20. Future Directions in Memory Allocation
20.1 Hardware Memory Tagging
ARM MTE and similar technologies enable hardware-assisted memory safety:
┌─────────────────────────────────────────────┐
│ Pointer: [Tag:4][Address:60] │
│ Memory: Each 16 bytes has 4-bit tag │
│ Access: Hardware checks tag match │
└─────────────────────────────────────────────┘
Future allocators will manage tags:
- Different tag per allocation
- Change tag on free (detects use-after-free)
- Bound checking via adjacent tags
20.2 CXL and Disaggregated Memory
Compute Express Link enables memory disaggregation:
┌─────────┐ CXL ┌─────────────────┐
│ CPU 1 │◀────────────▶│ Memory Pool │
│ Local │ │ (shared) │
│ DRAM │◀────────────▶│ - Hot data │
└─────────┘ │ - Cold data │
│ - Persistent │
┌─────────┐ └─────────────────┘
│ CPU 2 │◀────────────────────┘
└─────────┘
CXL-aware allocators will:
- Manage memory tiers (local DRAM, CXL-attached, NVM)
- Optimize placement based on access patterns
- Handle heterogeneous latency/bandwidth
20.3 ML-Guided Allocation
Machine learning can optimize allocation decisions:
- Predict allocation lifetimes for better placement
- Learn size class distributions for specific workloads
- Detect anomalous allocation patterns (memory leaks, attacks)

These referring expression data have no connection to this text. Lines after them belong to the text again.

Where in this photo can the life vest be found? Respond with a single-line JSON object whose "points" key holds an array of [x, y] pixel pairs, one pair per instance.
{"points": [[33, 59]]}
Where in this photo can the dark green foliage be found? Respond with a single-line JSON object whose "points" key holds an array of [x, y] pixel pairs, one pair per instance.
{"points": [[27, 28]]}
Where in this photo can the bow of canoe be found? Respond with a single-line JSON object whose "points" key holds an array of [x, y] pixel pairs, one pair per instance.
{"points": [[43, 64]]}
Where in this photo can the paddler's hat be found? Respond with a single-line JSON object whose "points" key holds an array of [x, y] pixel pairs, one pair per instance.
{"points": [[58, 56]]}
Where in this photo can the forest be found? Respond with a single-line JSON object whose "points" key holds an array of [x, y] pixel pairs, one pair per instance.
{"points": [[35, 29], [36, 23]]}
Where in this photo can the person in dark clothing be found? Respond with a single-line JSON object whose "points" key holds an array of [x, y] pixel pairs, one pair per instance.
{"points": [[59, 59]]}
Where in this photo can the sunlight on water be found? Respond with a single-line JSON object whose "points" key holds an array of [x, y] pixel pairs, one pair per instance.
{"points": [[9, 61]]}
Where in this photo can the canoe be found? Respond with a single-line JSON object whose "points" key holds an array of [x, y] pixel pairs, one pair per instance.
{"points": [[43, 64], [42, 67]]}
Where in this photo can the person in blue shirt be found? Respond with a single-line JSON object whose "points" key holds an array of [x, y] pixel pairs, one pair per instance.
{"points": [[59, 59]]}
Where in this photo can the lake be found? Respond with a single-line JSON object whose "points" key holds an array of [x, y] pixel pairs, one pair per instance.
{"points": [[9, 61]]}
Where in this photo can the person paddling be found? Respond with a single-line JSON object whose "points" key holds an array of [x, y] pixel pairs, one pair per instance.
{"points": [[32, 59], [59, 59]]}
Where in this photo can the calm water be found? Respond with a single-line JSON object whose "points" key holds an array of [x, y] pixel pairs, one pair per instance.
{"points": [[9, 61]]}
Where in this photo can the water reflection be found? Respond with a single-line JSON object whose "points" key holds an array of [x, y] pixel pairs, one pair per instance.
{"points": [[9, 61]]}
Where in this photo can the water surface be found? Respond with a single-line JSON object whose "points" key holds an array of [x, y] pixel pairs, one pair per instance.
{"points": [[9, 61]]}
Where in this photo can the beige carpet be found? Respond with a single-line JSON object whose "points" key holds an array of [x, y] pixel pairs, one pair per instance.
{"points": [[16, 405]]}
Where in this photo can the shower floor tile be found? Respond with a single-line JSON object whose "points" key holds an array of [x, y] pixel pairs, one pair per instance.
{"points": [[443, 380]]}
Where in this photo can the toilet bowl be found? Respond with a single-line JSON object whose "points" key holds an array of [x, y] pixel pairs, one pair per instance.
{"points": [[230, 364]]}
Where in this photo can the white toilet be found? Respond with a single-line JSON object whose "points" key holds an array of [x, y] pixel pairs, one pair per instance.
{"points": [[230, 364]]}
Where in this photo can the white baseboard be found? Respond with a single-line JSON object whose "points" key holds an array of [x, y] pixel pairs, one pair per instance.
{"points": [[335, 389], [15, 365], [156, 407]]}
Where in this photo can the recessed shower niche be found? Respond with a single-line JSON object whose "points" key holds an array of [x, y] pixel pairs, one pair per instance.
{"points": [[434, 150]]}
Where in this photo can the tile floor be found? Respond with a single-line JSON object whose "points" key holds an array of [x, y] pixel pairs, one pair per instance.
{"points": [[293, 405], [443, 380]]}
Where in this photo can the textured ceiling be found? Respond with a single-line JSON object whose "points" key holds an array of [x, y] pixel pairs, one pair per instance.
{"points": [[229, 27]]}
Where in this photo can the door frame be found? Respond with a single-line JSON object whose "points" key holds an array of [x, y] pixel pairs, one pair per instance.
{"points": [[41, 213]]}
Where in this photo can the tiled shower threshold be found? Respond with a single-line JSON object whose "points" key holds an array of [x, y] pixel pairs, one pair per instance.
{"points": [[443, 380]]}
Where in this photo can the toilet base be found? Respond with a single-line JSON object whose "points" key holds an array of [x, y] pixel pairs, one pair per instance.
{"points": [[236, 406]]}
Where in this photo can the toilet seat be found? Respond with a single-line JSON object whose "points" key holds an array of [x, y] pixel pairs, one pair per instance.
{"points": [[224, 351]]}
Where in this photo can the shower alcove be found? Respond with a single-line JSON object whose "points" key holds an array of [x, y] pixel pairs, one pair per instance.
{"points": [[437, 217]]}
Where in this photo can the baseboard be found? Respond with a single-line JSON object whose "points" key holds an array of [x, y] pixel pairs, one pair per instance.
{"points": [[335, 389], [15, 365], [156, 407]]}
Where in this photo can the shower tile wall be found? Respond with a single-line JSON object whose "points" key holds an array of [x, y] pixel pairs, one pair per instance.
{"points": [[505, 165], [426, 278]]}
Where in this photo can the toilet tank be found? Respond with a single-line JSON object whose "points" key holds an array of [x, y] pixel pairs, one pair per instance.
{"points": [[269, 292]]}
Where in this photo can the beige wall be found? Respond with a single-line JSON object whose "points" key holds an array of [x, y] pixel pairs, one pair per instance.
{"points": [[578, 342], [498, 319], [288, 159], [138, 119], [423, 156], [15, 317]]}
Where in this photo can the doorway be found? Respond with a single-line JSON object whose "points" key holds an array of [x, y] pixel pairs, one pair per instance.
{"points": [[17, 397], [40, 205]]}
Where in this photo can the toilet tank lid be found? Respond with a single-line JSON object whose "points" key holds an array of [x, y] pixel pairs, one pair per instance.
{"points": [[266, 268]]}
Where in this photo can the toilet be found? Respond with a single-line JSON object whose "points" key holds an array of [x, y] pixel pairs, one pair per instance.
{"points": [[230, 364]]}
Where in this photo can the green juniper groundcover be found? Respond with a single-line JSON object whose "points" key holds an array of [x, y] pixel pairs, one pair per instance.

Research prototypes show promising results:
# Conceptual ML allocator
class MLAllocator:
def __init__(self):
self.model = load_model("allocation_predictor.h5")
def allocate(self, size, context):
lifetime = self.model.predict([size, context])
if lifetime < SHORT_THRESHOLD:
return self.arena_alloc(size)
elif lifetime < MEDIUM_THRESHOLD:
return self.pool_alloc(size)
else:
return self.general_alloc(size)
20.4 Verified Allocators
Formal verification ensures allocator correctness:
- seL4’s verified allocator (capability-based)
- CompCert’s verified C allocator
- Rust’s type system as lightweight verification
As systems become more critical (autonomous vehicles, medical devices), verified allocators will become essential.
21. Summary
Memory allocation is a rich field balancing multiple constraints:
- Speed: Thread caching, size classes, and fast paths enable O(1) common-case allocation
- Space: Careful size class selection and coalescing minimize fragmentation
- Safety: Guard pages, red zones, and quarantine catch bugs early
- Scalability: Per-CPU caches and arena sharding reduce contention
Key takeaways:
- Understand your workload: General-purpose allocators are good defaults, but specific patterns (arena-friendly, fixed-size objects) enable dramatic optimizations
- Measure before optimizing: Use profiling tools to find allocation hotspots
- Consider custom allocators: For critical paths, arena and pool allocators can be 10-100x faster
- Safety has costs: Debug allocators are slower but catch bugs; production allocators balance safety and speed
Modern allocators like jemalloc and tcmalloc represent decades of research and engineering. Understanding their design helps you use them effectively and know when custom solutions are worthwhile. Whether you’re building a game engine, a database, or a web server, memory allocation is a fundamental skill that rewards deep understanding.
The allocator is often the most-called code in your application. Make it count.